Speaking of the precious yellow metal, how lucrative has gold been as a long-term investment in India?

The chart below shows the annual returns on gold over the last 15 years...

https://www.eqimg.com/tm/images/2020/07212020-chart-equitymaster.jpg

As you can see, barring just two years - 2013 and 2015, gold has delivered positive returns in 13 of the last 15 years.

In news from the mutual funds space, Indian fund managers haven't sold off equity positions despite the war in Ukraine or the threat of a lift-off in global rates. 

Data from the markets regulator showed that they invested 284.4 bn into growth assets in February, or double the average for the past year.

This captures all equity-related investments by local fund managers through equity funds, balanced funds, index funds and ETFs.

The strength of underlying local fund deployment can be gauged from the fact that there are only three instances when MF net investments in equities exceeded 250 bn in a single month since data became available on the regulator's website.

Note that Indian mutual funds have been net buyers in equities for twelve months consecutively, and monthly inflows have exceeded 180 bn for four months in a row.

This has offset record high redemption by foreign investors that sold stock worth 892.7 bn in the same period. 

The intense selling by FIIs resulted in Indian share markets entering a technical correction phase, with an over 10% fall from the recent peak. Even quality stocks like HDFC among others, which are FII favourites, have not been spared.

At a time when FIIs are selling, domestic institutions have put faith and have added to the support.

We will keep you updated on the latest developments from this space. Stay tuned.

Moving on to stock specific news…

PVR is among the top buzzing stocks today.

India's leading multiplex chain PVR and the local unit of Mexican company Cinepolis are in advanced merger talks, potentially reshaping India’s film exhibition industry that witnessed its first phase of consolidation over the past decade and a half.

As per an article in The Economic Times, the deal is "moving quickly toward fruition" and will result in the combined behemoth owning more than 1,200 screens. 

The number of screens run by the next biggest entity, Inox Leisure, is just about half of what the merged company would operate.

People aware of the developments said that the finer details are being worked upon.
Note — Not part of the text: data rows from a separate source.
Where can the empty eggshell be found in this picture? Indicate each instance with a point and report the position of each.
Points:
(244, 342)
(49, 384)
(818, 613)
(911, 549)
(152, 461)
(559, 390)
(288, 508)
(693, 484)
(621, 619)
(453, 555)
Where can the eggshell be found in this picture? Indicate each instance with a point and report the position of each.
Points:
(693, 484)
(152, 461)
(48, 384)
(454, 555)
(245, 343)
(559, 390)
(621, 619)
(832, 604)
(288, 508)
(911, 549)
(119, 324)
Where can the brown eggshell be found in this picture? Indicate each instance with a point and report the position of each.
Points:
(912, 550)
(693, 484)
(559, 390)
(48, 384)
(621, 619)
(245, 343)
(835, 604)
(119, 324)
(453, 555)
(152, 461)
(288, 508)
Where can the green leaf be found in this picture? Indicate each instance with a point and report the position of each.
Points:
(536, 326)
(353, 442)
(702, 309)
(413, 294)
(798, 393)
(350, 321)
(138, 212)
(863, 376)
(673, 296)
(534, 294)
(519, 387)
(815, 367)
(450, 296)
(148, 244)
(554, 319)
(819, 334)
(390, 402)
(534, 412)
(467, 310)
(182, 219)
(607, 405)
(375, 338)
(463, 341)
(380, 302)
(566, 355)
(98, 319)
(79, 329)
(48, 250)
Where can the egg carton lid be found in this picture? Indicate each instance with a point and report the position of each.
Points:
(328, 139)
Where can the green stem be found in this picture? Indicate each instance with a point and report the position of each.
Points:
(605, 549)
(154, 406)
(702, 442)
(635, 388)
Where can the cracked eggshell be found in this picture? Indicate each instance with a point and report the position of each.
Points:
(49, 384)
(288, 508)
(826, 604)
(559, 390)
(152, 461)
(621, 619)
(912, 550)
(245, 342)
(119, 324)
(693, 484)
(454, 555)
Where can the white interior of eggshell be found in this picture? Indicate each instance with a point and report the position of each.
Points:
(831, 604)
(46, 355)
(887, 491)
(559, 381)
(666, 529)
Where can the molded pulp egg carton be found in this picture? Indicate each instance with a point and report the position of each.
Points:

Cinepolis will be the largest shareholder in the merged company, with around a 20% stake.

PVR promoters will own between 10% and 14%, but Ajay Bijli (CMD of PVR) will have complete management control for at least three years.

Reports are indicating that the merger could be announced by the end of March.

Note that the first phase of consolidation in India's film exhibition industry began in the new millennium when a large number of single-screen facilities failed to match up to well-capitalised corporates that ran multiple screens - and films - at the same physical facility. 

Hundreds of single-screen facilities have since quit the industry that is now dominated by organised exhibitors such as PVR or Inox.

PVR's earlier acquisition of DT Cinemas from DLF had to undergo public scrutiny by the competition watchdog.

PVR share price is currently trading down by 2.3%.